今回の楽天カードへの出資で木原社長が狙うのは、クレジットカード子会社を抱えるMUFGや三井住友FGと比べて課題だった、カード決済を起点にした新ビジネスの創出だ。個人向けには楽天ポイントがたまる提携カード「みずほ楽天カード」の提供を12月3日に開始。楽天グループが持つ加盟店向け決済機能や取引データを活用し、みずほの企業向け資金繰り支援ノウハウや各種決済サービスを組み合わせた新サービスを展開する。

楽天グループの約90万社の加盟店の事業者を対象に、法人向けカードの発行も検討する。楽天グループの三木谷会長兼社長は「楽天カードで法人カードを出してこなかったが、ニーズは高い。みずほグループと協力して拡大していきたい」と期待をかける。

一方、MUFGは2025年1月末をめどにKDDIと共同出資しているauカブコム証券の全株式を取得して完全子会社化する。同年2月にはauカブコム証券の社名を「三菱UFJeスマート証券」に変更予定だ。

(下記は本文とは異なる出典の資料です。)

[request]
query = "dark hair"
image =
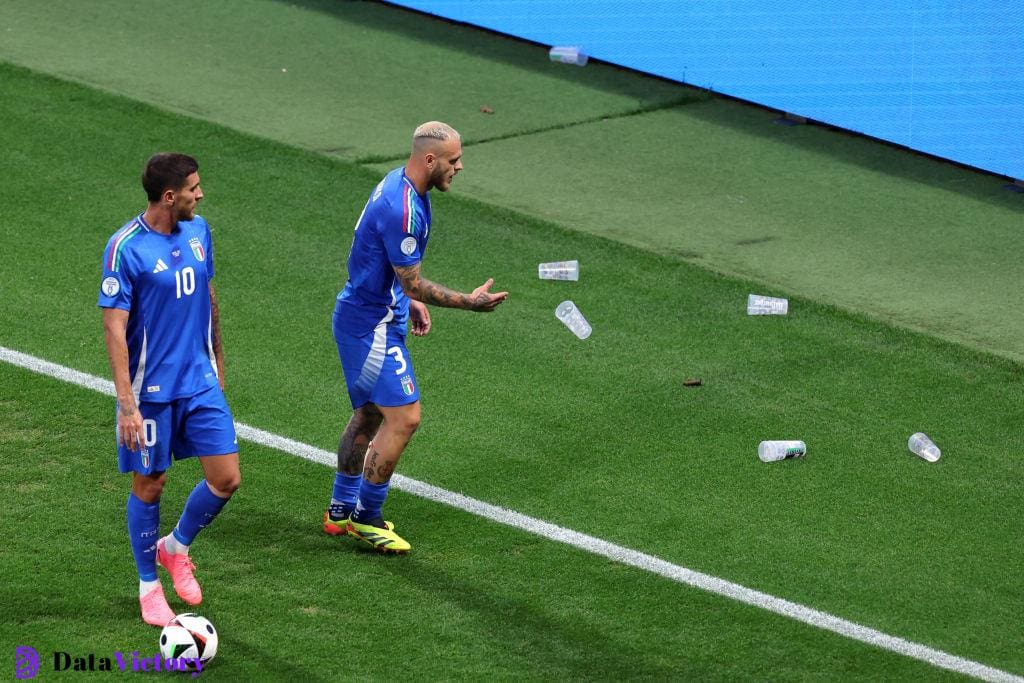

楽天証券など手数料を抑えたネット証券会社が口座数を大きく伸ばす中、auカブコム証券の口座数は176万にとどまる。1300万口座を持つネット証券大手のSBI証券を傘下に持つSBIホールディングス(HD)は22年に三井住友FGの出資を受け入れるなど、競合の動きも激しい。MUFGはauカブコム証券の完全子会社化や社名変更でブランドを一体にするとともに、MUFGグループ各社と顧客基盤の連携などを進めて競争力の強化を図る。

MUFGはKDDIが持つ人工知能(AI)技術を生かした金融特化型の大規模言語モデル(LLM)も開発する。みずほFGは楽天グループのスマートフォン決済「楽天ペイ」での協業も期待されており、フィンテックでの連携強化が続くことになる。